El estreno de Jon Pérez Bolo al frente de la SD Huesca no logró el impulso esperado. Un golazo tempranero de Aguirregabiria condenó a un equipo azulgrana superado durante gran parte del encuentro y que terminó la jornada en posiciones de descenso, reflejo de un momento crítico que exige reacción inmediata.
1-Real Zaragoza: Andrada, Insua, Radovanovic, Pomares, Aguirregabiria, Keidi Bare (Saidu 71´), Francho, Guti (Toni Moya 83´), Valery (Tasende, min. 83), Soberón (Sebas Moyano 79´), Kenan Kodro (Bakis 79´).
0-SD Huesca: Dani Jiménez, Carrillo (Ntamack 83´), Pulido, Íñigo Piña, Julio Alonso, Jesús Álvarez (Ángel Pérez 77´), Sielva, Kortajarena, Luna (Dani Ojeda 77´), Portillo, Sergi Enrich (Enol 68´).
Goles: 1-0 min. 12 Martín Aguirregabiria.
Árbitro: Salvador Lax amonestó a Keidi Bare y Valery y expulsó a Radovanovic por doble amarilla en el Real Zaragoza y a Ángel Pérez en la SD Huesca.

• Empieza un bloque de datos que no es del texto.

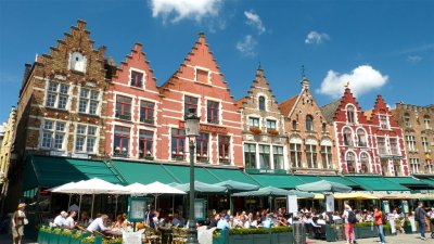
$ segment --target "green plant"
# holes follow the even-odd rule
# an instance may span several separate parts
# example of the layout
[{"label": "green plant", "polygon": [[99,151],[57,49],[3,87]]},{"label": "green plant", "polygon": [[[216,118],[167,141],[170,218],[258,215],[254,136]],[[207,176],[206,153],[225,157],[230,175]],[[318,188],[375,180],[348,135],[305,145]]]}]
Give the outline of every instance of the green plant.
[{"label": "green plant", "polygon": [[94,243],[94,236],[87,236],[81,239],[81,243]]},{"label": "green plant", "polygon": [[272,227],[271,228],[271,233],[284,233],[284,232],[291,232],[292,227]]},{"label": "green plant", "polygon": [[229,235],[235,235],[235,234],[267,234],[268,233],[267,228],[254,228],[254,229],[230,229],[229,230]]}]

Incidencias: Partido correspondiente a la jornada 14 de LaLiga Hypermotion disputado en el Ibercaja Estadio de Zaragoza ante 16.078 espectadores.
La SD Huesca no pudo cambiar su dinámica negativa en el Ibercaja Estadio y cayó por 1-0 frente al Real Zaragoza en un derbi marcado por el mal inicio de los oscenses. El conjunto local arrancó con más intensidad y, tras varias llegadas peligrosas, Aguirregabiria firmó en el minuto 12 un gol espectacular desde la frontal, imposible para Dani Jiménez. Ese tanto premió a un Zaragoza con más fe y urgencias, y dejó a un Huesca sin capacidad de respuesta inmediata.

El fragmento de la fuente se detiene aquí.